Un élan qui ne tient ni compte du fait que je ne connais pas encore ses intentions pour « nous » à l’avenir, ni du grand mal que j’aurais à expliquer à Ruben un nouveau week-end « à Toulouse ». Mais depuis ces distances, distance physique de Ruben, distance temporelle du week-end prochain, et porté par le bonheur de l’instant, tous les options me paraissent possibles et envisageables.
« Non, tu sais, je n’ai pas grand-chose à déménager… ça tient largement dans ma voiture ! »Eh oui, il y a ça aussi, c’est pas comme s’il avait des meubles à faire suivre.
« C’est vrai, je suis bête.
— Non, Nico, tu n’es pas bête. Et je suis touché par ta proposition » fait le bobrun, en posant sa main chaude sur ma cuisse. Ce petit contact me fait frissonner.
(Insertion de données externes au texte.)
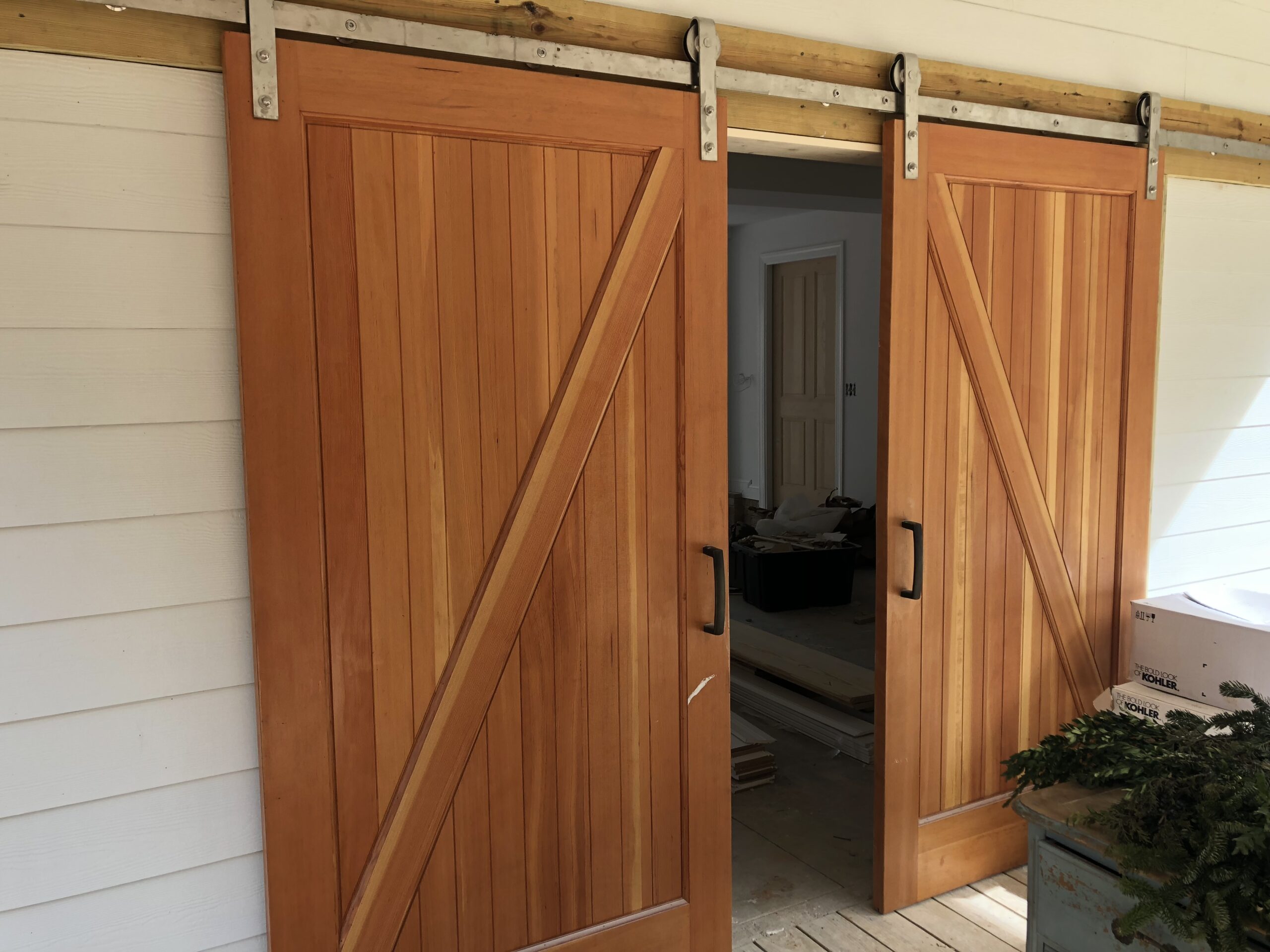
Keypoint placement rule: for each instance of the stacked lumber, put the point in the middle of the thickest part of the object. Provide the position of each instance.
(828, 725)
(752, 763)
(767, 672)
(824, 674)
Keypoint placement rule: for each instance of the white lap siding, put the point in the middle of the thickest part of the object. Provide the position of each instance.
(1210, 494)
(130, 812)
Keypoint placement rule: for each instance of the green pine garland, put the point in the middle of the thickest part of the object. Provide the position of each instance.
(1196, 814)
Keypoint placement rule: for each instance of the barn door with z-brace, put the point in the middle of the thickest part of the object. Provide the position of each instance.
(482, 332)
(1017, 377)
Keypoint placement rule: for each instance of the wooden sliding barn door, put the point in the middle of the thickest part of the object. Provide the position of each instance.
(1017, 365)
(484, 416)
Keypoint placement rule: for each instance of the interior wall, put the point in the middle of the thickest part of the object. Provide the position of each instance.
(1210, 474)
(130, 800)
(1213, 51)
(747, 341)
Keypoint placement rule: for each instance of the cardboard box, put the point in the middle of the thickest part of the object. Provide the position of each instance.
(1152, 705)
(1185, 649)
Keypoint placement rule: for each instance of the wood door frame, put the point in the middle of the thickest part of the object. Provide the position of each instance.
(837, 250)
(899, 837)
(277, 355)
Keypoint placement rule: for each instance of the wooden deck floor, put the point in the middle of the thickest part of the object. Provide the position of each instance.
(987, 917)
(803, 870)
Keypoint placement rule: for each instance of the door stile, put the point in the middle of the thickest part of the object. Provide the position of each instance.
(901, 414)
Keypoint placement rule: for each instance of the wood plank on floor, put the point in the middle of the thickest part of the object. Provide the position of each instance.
(1006, 890)
(840, 935)
(987, 914)
(894, 931)
(952, 928)
(815, 670)
(789, 939)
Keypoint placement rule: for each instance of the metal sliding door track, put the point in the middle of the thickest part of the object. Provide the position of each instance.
(266, 18)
Jérém incline un peu son siège et se cale contre le dossier, la nuque posée contre l’appui-tête. Puis, il lâche un grand soupir, et ferme les yeux.
« Ça va ? je le questionne.
— Très bien. Je suis juste fatigué. En vrai, je suis vraiment naze. Je ne me souviens pas d’avoir été aussi naze…— C’est l’âge, monsieur, je le charrie…— Quoi ?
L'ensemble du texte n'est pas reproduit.